Why Bernato uses an embedded tunnel
- It's a single binary shipped inside the Go daemon and exec'd as a child.
- The daemon opens a single outbound
wss://connection to the Bernato broker — no bundled tunnel binary, no inbound ports, no third-party tunnel service. - nginx in front terminates TLS. Let's Encrypt. CAA-pinned to LE + four other CAs. The user's traffic is HTTPS end-to-end.
- Per-machine hosts:
<uid6>-<machine-slug>.bernato.dev. Routing by Host header. No one machine can impersonate another. - The daemon authenticates the connection with its Firebase identity and still enforces its own auth and capability gates on every relayed request.
Result: zero user setup. The user doesn't sign up for ngrok. They don't run cloudflared. They don't install Tailscale. The daemon ships, runs, and "off-LAN works." That's the goal.
What this means for you
If you're building a tool that needs reachability and you don't want the user to manage tunnel auth: embed a tunnel client (bore, frp, or ngrok-paid if you want SaaS) and run your own relay. If you're building for yourself: Tailscale + Cloudflare Tunnel side by side covers both jobs and costs $0. Don't pick one of the three; pick the right one for each problem you actually have.
FAQ
Can I use Tailscale Funnel instead of Cloudflare Tunnel for public URLs?
Yes for simple cases. You get one URL per device, three devices max on the free plan. For more devices or custom domains, Cloudflare Tunnel is still better.
Why not just use SSH reverse port forward?

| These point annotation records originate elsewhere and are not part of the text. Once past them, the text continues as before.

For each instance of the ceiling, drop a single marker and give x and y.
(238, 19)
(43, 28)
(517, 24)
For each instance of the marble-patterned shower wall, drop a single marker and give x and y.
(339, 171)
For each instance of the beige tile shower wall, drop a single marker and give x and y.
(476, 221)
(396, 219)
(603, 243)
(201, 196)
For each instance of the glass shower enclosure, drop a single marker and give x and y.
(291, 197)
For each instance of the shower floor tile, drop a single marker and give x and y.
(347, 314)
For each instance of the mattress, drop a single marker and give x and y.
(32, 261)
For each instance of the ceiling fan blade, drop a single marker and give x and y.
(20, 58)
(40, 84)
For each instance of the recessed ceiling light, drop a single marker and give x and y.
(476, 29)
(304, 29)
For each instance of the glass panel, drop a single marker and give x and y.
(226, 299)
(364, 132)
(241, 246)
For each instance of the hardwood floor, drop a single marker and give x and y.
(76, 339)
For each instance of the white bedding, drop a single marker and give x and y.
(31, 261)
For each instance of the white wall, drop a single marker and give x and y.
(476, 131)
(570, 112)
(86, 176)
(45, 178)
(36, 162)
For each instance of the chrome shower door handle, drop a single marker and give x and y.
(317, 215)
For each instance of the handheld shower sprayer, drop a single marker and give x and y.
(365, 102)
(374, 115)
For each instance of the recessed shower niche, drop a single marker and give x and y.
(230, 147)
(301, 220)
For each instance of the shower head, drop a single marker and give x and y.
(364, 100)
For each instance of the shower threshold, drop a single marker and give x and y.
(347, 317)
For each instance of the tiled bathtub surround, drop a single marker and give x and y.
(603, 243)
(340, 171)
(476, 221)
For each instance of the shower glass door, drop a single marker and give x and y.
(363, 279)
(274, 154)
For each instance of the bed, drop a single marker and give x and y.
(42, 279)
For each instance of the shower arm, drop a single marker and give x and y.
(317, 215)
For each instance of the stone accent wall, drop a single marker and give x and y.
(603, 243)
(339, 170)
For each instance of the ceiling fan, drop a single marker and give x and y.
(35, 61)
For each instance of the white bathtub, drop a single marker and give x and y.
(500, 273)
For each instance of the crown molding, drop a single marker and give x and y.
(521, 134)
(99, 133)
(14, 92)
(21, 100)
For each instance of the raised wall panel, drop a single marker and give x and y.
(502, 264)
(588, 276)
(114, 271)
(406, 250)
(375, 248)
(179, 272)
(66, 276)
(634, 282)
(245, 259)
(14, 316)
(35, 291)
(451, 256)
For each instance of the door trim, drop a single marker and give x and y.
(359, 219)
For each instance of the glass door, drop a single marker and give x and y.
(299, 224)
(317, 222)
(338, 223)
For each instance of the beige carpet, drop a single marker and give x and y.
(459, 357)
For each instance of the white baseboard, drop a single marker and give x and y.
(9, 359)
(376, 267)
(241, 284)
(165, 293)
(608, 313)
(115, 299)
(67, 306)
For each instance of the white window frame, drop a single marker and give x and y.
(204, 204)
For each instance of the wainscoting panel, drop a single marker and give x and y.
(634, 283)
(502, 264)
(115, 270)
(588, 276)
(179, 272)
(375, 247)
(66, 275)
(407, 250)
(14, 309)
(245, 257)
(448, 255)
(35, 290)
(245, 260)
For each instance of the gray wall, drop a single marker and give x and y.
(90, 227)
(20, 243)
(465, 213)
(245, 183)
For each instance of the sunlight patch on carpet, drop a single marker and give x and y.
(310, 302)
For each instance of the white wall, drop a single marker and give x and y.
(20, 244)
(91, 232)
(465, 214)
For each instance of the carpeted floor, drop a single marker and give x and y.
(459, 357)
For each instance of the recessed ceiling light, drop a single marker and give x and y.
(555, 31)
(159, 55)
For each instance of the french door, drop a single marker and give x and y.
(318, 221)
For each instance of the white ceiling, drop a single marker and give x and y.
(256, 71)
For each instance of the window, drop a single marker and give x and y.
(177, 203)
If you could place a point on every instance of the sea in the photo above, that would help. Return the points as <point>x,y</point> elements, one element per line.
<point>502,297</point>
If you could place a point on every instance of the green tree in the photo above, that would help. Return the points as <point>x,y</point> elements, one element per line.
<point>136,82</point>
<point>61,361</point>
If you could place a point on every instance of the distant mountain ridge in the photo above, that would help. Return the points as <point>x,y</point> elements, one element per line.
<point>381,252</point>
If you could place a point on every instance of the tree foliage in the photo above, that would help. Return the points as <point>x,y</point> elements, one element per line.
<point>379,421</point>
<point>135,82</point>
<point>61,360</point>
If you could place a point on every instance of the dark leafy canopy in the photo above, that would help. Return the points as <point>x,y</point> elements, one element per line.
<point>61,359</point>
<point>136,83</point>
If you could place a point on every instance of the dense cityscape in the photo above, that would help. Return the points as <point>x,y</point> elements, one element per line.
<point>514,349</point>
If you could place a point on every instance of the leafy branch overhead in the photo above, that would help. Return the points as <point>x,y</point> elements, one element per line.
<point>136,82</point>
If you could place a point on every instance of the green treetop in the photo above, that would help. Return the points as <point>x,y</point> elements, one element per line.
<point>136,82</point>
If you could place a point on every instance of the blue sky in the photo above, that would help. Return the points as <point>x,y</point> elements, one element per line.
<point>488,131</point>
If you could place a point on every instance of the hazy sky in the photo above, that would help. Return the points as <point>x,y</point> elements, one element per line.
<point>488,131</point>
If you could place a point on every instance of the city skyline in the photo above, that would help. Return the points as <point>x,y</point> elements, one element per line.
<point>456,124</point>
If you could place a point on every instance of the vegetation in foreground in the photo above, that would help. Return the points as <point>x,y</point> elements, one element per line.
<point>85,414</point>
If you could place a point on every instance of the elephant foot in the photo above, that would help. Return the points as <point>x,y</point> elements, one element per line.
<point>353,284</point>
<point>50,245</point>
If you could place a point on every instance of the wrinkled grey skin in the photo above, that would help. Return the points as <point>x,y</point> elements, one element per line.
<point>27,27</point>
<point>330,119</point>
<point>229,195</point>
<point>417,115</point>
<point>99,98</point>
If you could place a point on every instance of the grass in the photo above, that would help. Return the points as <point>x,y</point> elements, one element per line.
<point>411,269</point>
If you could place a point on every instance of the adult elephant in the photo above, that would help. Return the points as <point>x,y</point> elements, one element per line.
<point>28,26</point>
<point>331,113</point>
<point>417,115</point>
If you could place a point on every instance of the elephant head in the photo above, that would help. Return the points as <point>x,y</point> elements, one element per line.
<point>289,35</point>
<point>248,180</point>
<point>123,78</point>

It works. You need a public-IP server somewhere to forward through, you handle reconnects yourself, no TLS termination. frp + nginx is the productionized version of exactly this pattern.
Is bore safe?
The protocol is simple — TCP tunneled inside TCP. Auth is whatever you put on top. For Bernato, the broker requires the daemon's Firebase identity on the outbound connection, and the daemon still requires a Firebase ID token check on every relayed request. Without those, anyone hitting the public URL gets a 401.
Does bore work behind CGNAT?
Yes — same reason Cloudflare Tunnel does. The connection is outbound from your machine to the relay; the inbound side is the relay's public IP.